The Government acts quickly to start cutting back on the 'compensation culture'
The Ministry of Justice, on 23 February 2017, published Part One of its response to the ‘Reforming the soft tissue injury (‘whiplash’) claims process’ consultation which closed on 6 January 2017. (We have never seen the Ministry of Justice move so quickly! Ed.) The reforms will cover Road Traffic Accident (RTA)-related whiplash claims and minor psychological claims. Ministers made the following policy decisions:
- to introduce a tariff of fixed compensation for pain, suffering and loss of amenity (PSLA) for claims with an injury duration less than 24 months - those with the most minor injuries arising from an RTA will receive just £225 in compensation;
- to allow judges to both decrease the amount awarded in cases where there may be contributory negligence and to increase the award (by no more than 20%) in exceptional circumstances;
- to introduce a ban on both the offering and requesting of offers to settle claims without medical evidence; and
- to increase the small claims limit for RTA-related personal injury claims to £5,000.
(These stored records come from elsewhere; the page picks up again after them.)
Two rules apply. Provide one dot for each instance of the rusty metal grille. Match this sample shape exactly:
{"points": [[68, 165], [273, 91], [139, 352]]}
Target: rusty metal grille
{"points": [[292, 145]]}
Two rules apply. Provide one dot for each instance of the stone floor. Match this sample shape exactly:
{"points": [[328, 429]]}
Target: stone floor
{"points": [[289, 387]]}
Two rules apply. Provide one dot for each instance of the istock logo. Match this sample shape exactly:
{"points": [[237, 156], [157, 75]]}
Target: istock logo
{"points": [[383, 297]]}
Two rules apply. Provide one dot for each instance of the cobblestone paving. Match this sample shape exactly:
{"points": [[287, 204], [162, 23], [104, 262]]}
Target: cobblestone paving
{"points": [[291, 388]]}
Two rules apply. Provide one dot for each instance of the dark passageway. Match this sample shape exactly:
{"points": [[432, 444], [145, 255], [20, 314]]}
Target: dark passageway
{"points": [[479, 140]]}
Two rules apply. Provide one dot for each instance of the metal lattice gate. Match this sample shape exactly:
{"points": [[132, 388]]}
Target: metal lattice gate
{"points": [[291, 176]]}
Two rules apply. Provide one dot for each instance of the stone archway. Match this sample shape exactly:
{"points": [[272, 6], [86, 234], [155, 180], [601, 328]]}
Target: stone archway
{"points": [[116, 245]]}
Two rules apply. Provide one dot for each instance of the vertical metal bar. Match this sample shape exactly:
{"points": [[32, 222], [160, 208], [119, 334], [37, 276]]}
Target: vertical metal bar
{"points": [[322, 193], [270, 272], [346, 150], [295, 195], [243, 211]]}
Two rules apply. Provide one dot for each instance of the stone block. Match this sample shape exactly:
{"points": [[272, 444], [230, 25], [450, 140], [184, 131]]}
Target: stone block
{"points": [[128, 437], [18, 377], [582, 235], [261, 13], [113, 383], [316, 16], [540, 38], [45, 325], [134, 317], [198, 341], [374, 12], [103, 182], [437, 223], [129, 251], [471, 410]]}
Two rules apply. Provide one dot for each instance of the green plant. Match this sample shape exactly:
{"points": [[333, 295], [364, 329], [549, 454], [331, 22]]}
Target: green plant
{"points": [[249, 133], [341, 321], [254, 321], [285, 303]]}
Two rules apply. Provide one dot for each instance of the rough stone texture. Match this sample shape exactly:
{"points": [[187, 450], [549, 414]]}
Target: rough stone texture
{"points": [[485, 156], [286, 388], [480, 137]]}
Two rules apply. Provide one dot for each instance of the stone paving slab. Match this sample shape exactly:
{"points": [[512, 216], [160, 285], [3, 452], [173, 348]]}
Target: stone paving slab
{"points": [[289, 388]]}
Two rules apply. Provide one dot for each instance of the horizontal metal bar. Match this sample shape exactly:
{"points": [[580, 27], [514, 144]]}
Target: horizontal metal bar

The industry has until October 2018 to prepare for these reforms. With the small claims limit being raised to £5,000 and so placing such claims on the small claims track, lawyers are going to lose a significant caseload. But we need not worry. The ‘government is of the view that low-value personal injury claims are not so complex as to routinely require a lawyer. Raising the small claims limit to cover PSLA claims of up to £5,000 will not preclude claimants from engaging legal representation, but would mean that they would in future be responsible for paying for their own legal costs if they so choose.’